The RIGHT way to do a BLENDED FAMILY

Since 40% of today’s families are blended families (with at least one partner having a child from a previous relationship), it is definitely important to talk about how we can consider making the families stronger.  While I was not part of a blended family growing up, I married a man who is, and my own family is now a blended family.  Many people do not know that my husband and I were each married before and we each have one child from our previous marriages.  My husband’s son is grown with his own family, and although my daughter lives with us and we do not use the term “stepdaughter” or “stepfather”  between her and my husband, the fact is, she does also have a biological father and we are a blended family.

I need to disclose that when I say this is the “right way” to do a blended family, I am certainly not saying that we have mastered this.  Actually, we have not.  I do hope that one day we can, for the sake of our children of course, and we continue to strive to master the art of the blended family.  But I want to share a story about my in-laws that proves it can be done.

My husband’s parents were divorced when he was only three years old.  He was raised by his mother in Queens, but would spend every other weekend with his father and step-mom in New Jersey.  My mother-in-law has always said how good Paul’s step-mom was to him.  His step-mom always treated him with respect, always respected his mother and her family, and my husband admits that she is a great step-mother.  Paul recalls beautiful memories of Christmas mornings when he was very young, where his father and step-mom would visit Paul and his mother while Paul opened Christmas presents.

You may already be thinking how this is the ideal situation but not very realistic.  Let me go back and add that my mother-in-law and father-in-law have not nor do they today have the greatest of relationships.  Actually, I recall some stressful moments between the two of them at family parties and holidays, but they each handled themselves with dignity and made sure they did not make anyone uncomfortable.  Actually, I overheard (they did not think anyone did) some choice words coming from both their mouths at my twins’ first birthday, but were able to quickly regain composure and no one knew there was a spat (except me!).

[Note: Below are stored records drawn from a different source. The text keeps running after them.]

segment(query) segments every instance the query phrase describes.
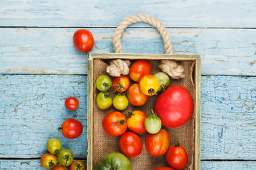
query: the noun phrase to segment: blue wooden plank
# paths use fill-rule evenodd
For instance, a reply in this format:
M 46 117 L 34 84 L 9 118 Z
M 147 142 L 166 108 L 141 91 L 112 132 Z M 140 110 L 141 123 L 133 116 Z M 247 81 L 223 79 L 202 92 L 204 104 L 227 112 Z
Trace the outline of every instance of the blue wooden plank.
M 0 28 L 0 74 L 86 74 L 87 55 L 75 50 L 78 28 Z M 90 28 L 93 52 L 114 52 L 113 28 Z M 203 74 L 256 75 L 256 30 L 168 29 L 176 54 L 198 54 Z M 125 53 L 164 53 L 155 29 L 127 29 Z
M 253 0 L 12 0 L 1 1 L 0 6 L 1 26 L 115 27 L 136 13 L 151 15 L 167 27 L 256 26 Z

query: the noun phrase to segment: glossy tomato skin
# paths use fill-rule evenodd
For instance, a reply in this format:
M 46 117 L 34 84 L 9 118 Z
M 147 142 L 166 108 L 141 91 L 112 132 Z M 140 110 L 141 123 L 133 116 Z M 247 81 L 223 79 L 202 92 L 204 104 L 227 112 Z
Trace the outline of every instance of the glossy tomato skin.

My husband’s step-dad (who has also been a great parent to Paul for the last thirty something years), is a great grandparent to my children and is a wonderful father-in-law) has been hospitalized for the last week and a half.  On Thursday, Paul’s dad and step-mom came to visit for a planned “Christmas” as his step-mom was under the weather on Christmas and were unable to come.  Actually, all of Paul’s parents have had their own share of health issues, and recently his step-parents have both been ill.  On the almost two hour trip from their home in New Jersey to our home in Massapequa Park, they visited Paul’s step-dad in the hospital.  After visiting for a while, they came to hour house and asked what they could do to help.  When my mother-in-law came home, they once again expressed how they would be praying for him and asked what they could do to help.  When my father-in-law hugged my mother-in-law, tears welled in my eyes.

I am forever impressed with how my father-in-law respects Paul’s step-dad and my mother-in-law respects Paul’s step-mom.  I am extremely impressed that even through their own health issues, they still share their concern for the other with Paul when there is high waters.  I cannot imagine most fathers will visit their ex-wives husband in the hospital or vice versa, and I think it is such an amazing thing to see.  This is the right way to do a blended family.

Most of the interaction between my ex-husband and myself is negative, and all of the interaction with Paul and his ex-wife is negative, and that has had an impact on their son.   Although I try to keep our daughter out of it, I know that messages often trickle down to her as she is a teenager and picks up on the negativity between her father and I.

Maybe it has taken my in-laws 43 years to perfect it, and although they have CERTAINLY not forgiven nor forgotten their differences and issues, they continue to come together for Paul and for their grandchildren (and me too!)  I am grateful that my in-laws can do this for us, and I am happy that they are such great role models for my children as my children are being raised in a blended home as well.  My kids have the best of both worlds: my parents are great role models who have been happily married for 43 years and my in-laws are great role models who have been happily divorced for 43 years (well, even through their differences!)

I wanted to share this story to help any mom or dad who may be in a blended family situation, may have an ex or be married to someone with an ex.  It is hard.  No, it is REALLY hard.  But it does make a world of difference for our kids that we at least TRY.  I know I for one will be trying a little harder, especially for my daughter.